Obama withdraws EPA Air-Quality Ruling
President Barack Obama, citing the struggling economy, asked the Environmental Protection Agency on Friday to withdraw an air-quality rule that Republicans and business groups said would cost millions of jobs.
The surprise move—coming on the same day as a dismal unemployment report—reflected the energy industry's importance as a rare bright spot in adding U.S. jobs. The tighter standards for smog-forming ozone could have forced states and cities to limit some oil-and-gas projects.
In making the move, the White House clearly judged that it had more to lose from industry and Republican criticism than it had to gain from environmental groups who support the rule.
The EPA's January 2010 proposal, to tighten air-quality standards to a level below that adopted under President George W. Bush and even further below what most states now adhere to, has been cited for months by industry groups and lawmakers as "regulatory overreach" that they say is undercutting the economic recovery. Republican presidential candidates have routinely criticized the EPA in stump speeches.
Mr. Obama said in a statement that he remains committed to public health and clean air, but he added, "I have continued to underscore the importance of reducing regulatory burdens and regulatory uncertainty, particularly as our economy continues to recover."
Jack Gerard, president of the American Petroleum Institute, said the move suggests the White House "is becoming more sensitive to the uncertainty created by their heavy regulatory hand.…They are beginning to understand that the regulatory burden does more to chill job creation than just about anything else out there."
Oil-and-gas extraction added 1,700 jobs in August, according to the Labor Department. Halliburton Co., which services the oil-and-gas industry, said recently it planned to add 11,000 jobs in the U.S. this year.
Manufacturing, another sector that would have been affected by the rule, lost 3,000 jobs in August but had been adding an average 14,000 jobs a month.
The White House left open the possibility that the standard could be tightened in 2013, when the rule will be reconsidered as part of a five-year review required by the Clean Air Act.
The ozone standard is one of several EPA regulations that have been criticized, prompting some to question whether the White House might delay or withdraw others. This week, House Majority Leader Eric Cantor sent a letter to GOP members listing "the 10 most harmful job-destroying regulations," which included seven EPA rules.
"We hope not but fear the worst," Bill Becker, executive director of the National Association of Clean Air Agencies, said of the potential for regulatory backtracking. The association has advocated tighter standards.
The EPA had proposed that ozone standards be tightened to a range of 60 to 70 parts per billion, down from the 75 parts per billion adopted under President George W. Bush. Ms. Jackson, in choosing to propose a tighter standard, didn't implement the Bush standard, and most states are now adhering to a level set in 1997 of 84 parts per billion.
The White House didn't say whether it would implement the 75-parts-per-billion standard, but people on both sides said it was unlikely given the 2013 review now under way.

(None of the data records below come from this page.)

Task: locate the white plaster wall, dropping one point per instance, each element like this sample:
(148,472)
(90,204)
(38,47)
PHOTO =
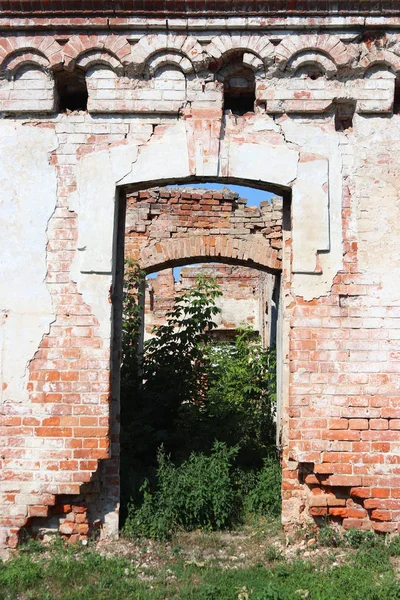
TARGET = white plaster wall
(27,201)
(377,203)
(317,218)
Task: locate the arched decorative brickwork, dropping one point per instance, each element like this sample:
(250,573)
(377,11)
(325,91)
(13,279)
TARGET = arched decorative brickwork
(155,116)
(167,227)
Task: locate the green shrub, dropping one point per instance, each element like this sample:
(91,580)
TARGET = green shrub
(355,538)
(197,494)
(328,536)
(264,498)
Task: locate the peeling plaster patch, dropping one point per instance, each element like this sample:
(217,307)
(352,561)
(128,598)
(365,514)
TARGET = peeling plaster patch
(378,204)
(310,214)
(324,144)
(98,175)
(163,158)
(94,203)
(28,185)
(264,163)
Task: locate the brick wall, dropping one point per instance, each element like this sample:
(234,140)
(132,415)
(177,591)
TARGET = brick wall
(155,117)
(246,300)
(170,227)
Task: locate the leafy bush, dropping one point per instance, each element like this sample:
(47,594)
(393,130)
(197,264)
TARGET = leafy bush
(241,392)
(265,497)
(197,494)
(355,538)
(183,394)
(328,536)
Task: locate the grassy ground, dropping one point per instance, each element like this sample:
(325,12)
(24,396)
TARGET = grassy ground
(255,563)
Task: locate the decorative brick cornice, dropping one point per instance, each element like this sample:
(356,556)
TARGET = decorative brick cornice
(220,8)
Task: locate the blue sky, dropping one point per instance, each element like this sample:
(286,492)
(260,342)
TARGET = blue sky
(254,197)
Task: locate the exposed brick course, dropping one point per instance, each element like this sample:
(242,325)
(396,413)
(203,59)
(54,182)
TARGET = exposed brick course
(155,117)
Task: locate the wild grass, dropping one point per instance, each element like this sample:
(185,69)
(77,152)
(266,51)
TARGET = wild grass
(367,570)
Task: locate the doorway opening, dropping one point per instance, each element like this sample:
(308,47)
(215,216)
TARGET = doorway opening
(199,354)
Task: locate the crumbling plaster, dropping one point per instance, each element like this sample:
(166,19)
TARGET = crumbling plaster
(28,195)
(339,347)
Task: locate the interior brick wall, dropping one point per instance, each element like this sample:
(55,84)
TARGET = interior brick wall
(155,117)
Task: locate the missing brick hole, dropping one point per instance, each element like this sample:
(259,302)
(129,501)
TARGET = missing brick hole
(344,114)
(71,89)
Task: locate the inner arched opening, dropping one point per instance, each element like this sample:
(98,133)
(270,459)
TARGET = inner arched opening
(202,287)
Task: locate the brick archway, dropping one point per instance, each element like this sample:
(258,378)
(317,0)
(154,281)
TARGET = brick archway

The EPA had estimated the tighter standard would save 12,000 lives each year but could cost the economy as much as $90 billion annually. Ozone, created by emissions from cars, power plants, drilling and factories, can irritate the respiratory system and make it harder to breathe. It has been linked to respiratory problems, such as asthma and other illnesses.
Business groups have said the tighter standard would choke off economic growth by making it harder for industry to expand, because new oil-and-gas projects and manufacturing facilities would increase the emissions that cause ozone. Many states would be unable to issue permits unless they could find other ways to lower emissions.
"We support any decisions by the administration to recognize the enormous burden its regulations can place on jobs, the economy and low-cost electricity," said Vic Svec, a senior vice president at Peabody Energy Corp., the U.S.'s biggest coal producer.
Environmental groups accused the president of caving to corporate pressure.
"The White House is siding with corporate polluters over the American people," said Frances Beinecke, president of the Natural Resources Defense Council. "The Clean Air Act clearly requires the Environmental Protection Agency to set protective standards against smog—based on science and the law. The White House now has polluted that process with politics."
White House officials, who said the president made the decision Thursday, rejected that criticism. "This is not a product of industry pressure. This is a judgment on the merits," said one official.
But on a call with environmental groups and other supporters of the rule, a White House official said the EPA is "under unprecedented assault right now" and said Republicans have made the EPA "the focus of their efforts." The official also referred to Mr. Cantor's letter earlier in the week.
Jason Grumet, president of the Bipartisan Policy Center, said the decision isn't surprising because it would have put the onus on states. "It is important to distinguish between rules that require pollution reductions from specific industries and rules that obligate states to undertake planning processes with uncertain outcomes," Mr. Grumet said.